Here's the article link...hope it provides some new strategies for you to apply to your recovery...


2 likes, 27 replies

27 Replies

  • Posted

    That's brilliant, I have bookmarked it...well worth being included in the essentials of TKR recovery information! Would be good if all folk had this information before surgery really!

    • Posted

      Because I included an external link, this had to be "moderated".  Glad they ok'ed it.  The guy who wrote it had nowhere near the pain and recovery time that we do but I thought his suggestions were absolutely applicable to a TKR situation.  Social contacts, meditation, journaling and more...all great strategies.  The best of all: Resting IS productive!!!!  Just loved it...

    • Posted

      It would be good if all patients had it after surgery too. A handout of Chico’s experiences and advice should be available in all physio and consultant departments. These, along with other writers experience is an invaluable aid to recovery.

      I think you will agree, Jenny

    • Posted

      I've been in computers for 46+ years plus a drummer, guitarist and, for the past 20 years, a blues/rock bassist.  I don't think any medical professional would take any advice from any of us.  They are taught their protocols and follow them...period. 

      Everything I write is based on:

      1. Personal experience (29 ops in the past 18 years)

      2. A lot of deep research as well as asking my docs lots of questions

      3. My ex-wife of 25 years was a phenomenal pharmacist; I learned a lot about the drugs

      4. My current wife of almost 8 years was a psychiatric nurse for 30 years

      5. My cousin Greg was an ER doc for 50 a Patient Advocate for complex cases

      6. The horn section leader of my former band in NJ has Ph.Ds in pharmacy, chemistry and pharmacokinetics (how drugs work)

      7. I ask these resources a lot of questions...well...not the ex...

      8. My brain is like a sponge...I just soak all this in

      You learn a lot about all this stuff over the years and I'm almost 70, still working full time and playing in my band.  And I get to share my thoughts and experiences with a lot of fantastic people on this Forum.  Loving, not McDonald's...ugh...just love doing what I'm doing...

    • Posted

      A biographical example of how talent, curiosity and personality is entwined in Chico’s work.
  • Posted

    Chico Thank you so much for the articles. I will refer to them often. You are so right about the mental part of this journey needing to be strong and clear. A new paradigm is exactly what I need to be able to embrace this marathon. 

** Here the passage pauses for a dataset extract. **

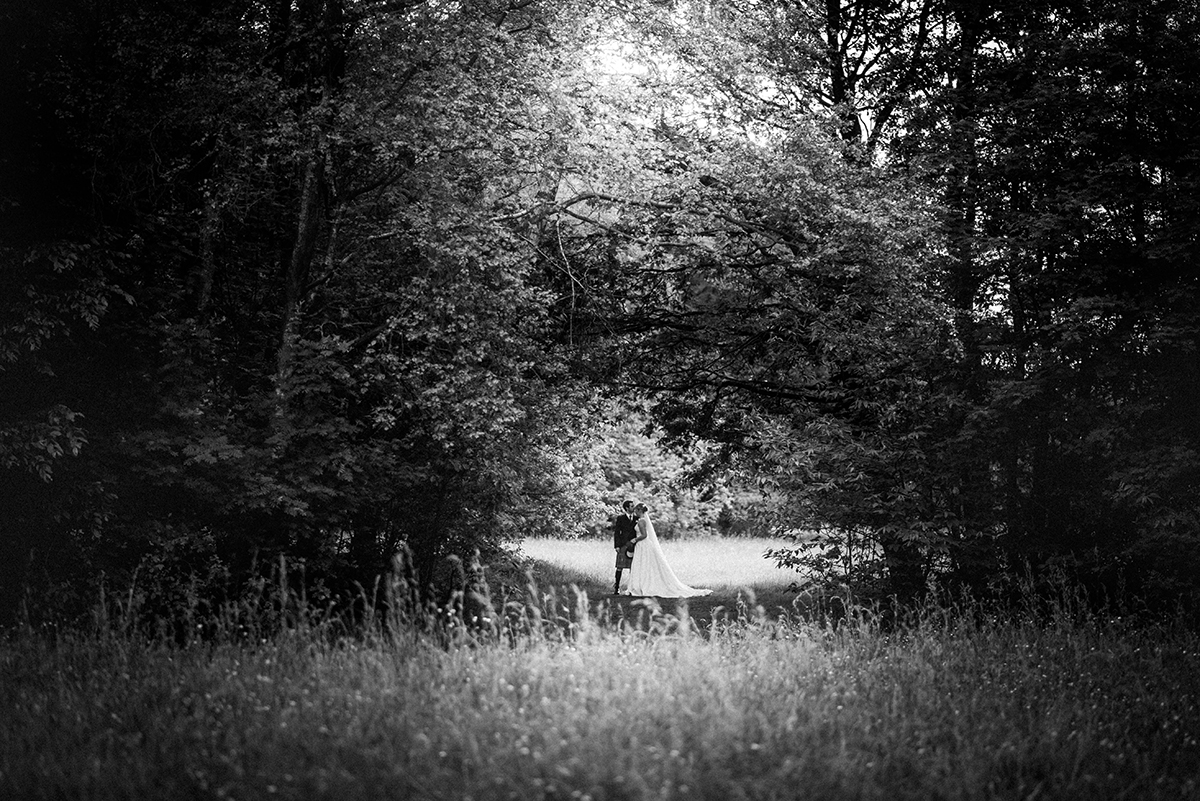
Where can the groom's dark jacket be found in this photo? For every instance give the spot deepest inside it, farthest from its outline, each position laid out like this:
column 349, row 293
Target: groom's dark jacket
column 623, row 530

    Thanks for your invaluable input. 😘

  • Posted

    Actually, Chico I can't open the links?! I don't know why

  • Posted

    Hi Chico Marx

    i read the article and can definitely use some of the suggestions, I’m going to see my physio next week and show them the article as well. We can definitely adapt this for Australians, one issue I’m going to address with my Surgeon is the post operative mental conditioning.

    we all hear what our surgeons / doctors and nurses say about the pain and suffering during recovery, but do we listen!

    this forum puts people together like no other way I’ve experienced,when I wrote of the particular physical and mental issues I’m struggling with after day 9 little did I know that so many have been exactly down my path,and you know that makes me feel as if I’m not alone and not a wuss ( an Australian term for men being weak) 

    so thankyou my freind

    • Posted

      This recovery is mind, body, heart and soul.  Takes strength you never knew you had.  That's why it's important to take your mind off the pain and put it onto something else.  Binge watch Stranger Things on Netflix, kill zombies on your Xbox, read an engrossing novel, take the dog for a long walk.  The WORST thing you can do is just lie there and focus on the pain.

      "Don't do dat." - Arnold Schwarzenegger, Terminator 3: Rise of the Machines

      Do anything else but lie there.  Yeah, it's tough and hard and uncomfortable...but you get to choose physical recovery and mental health ...or not.  During the hardest times, I kept myself busy.  I'm a blues/rock bassist, so taking one of my axes off the wall, plugging it in and playing a little Paranoia by Black Sabbath and singing along with Ozzy pretty much worked for me.  I just set up a playlist of lots of favorites and played along.  You do whatever you have to do.

      I found that article on NBC News...though it had a lot of great ideas in it.